Well ten years to the day of Bonds’ most forgettable moment came his most joyous one. Barry Bonds is going to the World Series for the first time, this time as a member of the Giants.

Bonds, who has gained thirty pounds of muscle and the all-time single season home run record of 73 since his last appearance in the NLCS, has perhaps delivered the best performance of his career this postseason. The Giants’ left fielder has had a reputation for not producing in the post-season when his team needs him most. Before this post-season Bonds had a batting average of .196, with no home runs and only one RBI. Even worse, he had batted zero for 11 in deciding games for his team.

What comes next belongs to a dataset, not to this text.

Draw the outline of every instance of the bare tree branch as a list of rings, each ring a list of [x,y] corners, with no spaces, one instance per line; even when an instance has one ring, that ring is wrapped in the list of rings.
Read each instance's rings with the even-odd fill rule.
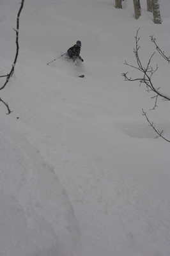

But this post-season has been his coming out party. Bonds hit three towering blasts in eliminating the favored Braves. He has an average of .286, with four homers and 10 RBIs this postseason, and delivered a vital sacrifice fly that tied the game in the Giants pennant-clinching victory over St. Louis on Monday night. Most importantly, pitchers have been so afraid to let Bonds hit that they have been walking him at an exorbitant rate. The reluctance of pitchers to face Bonds has allowed other Giants to step into the spotlight. Most notably in game four, Benito Santiago broke a two-all tie with a homer after Bonds was intentionally walked in the eighth inning.

At 38, Bonds is slowly staking his mark as the greatest player of all time. Stuck at 613 career homers, Bonds will pass Hank Aaron if he continues his current streak for three more seasons. Individual numbers, however, won’t separate Bonds from legends like Ted Williams. To eclipse the greatest pure hitter of all time Bonds must achieve what Williams was never able to do, win a world series ring. “I’m satisfied with what we’ve accomplished but I don’t want this to be the end of it,” Bonds said. We still have a lot to say in the World Series. It’s been a great party but it’s not over.”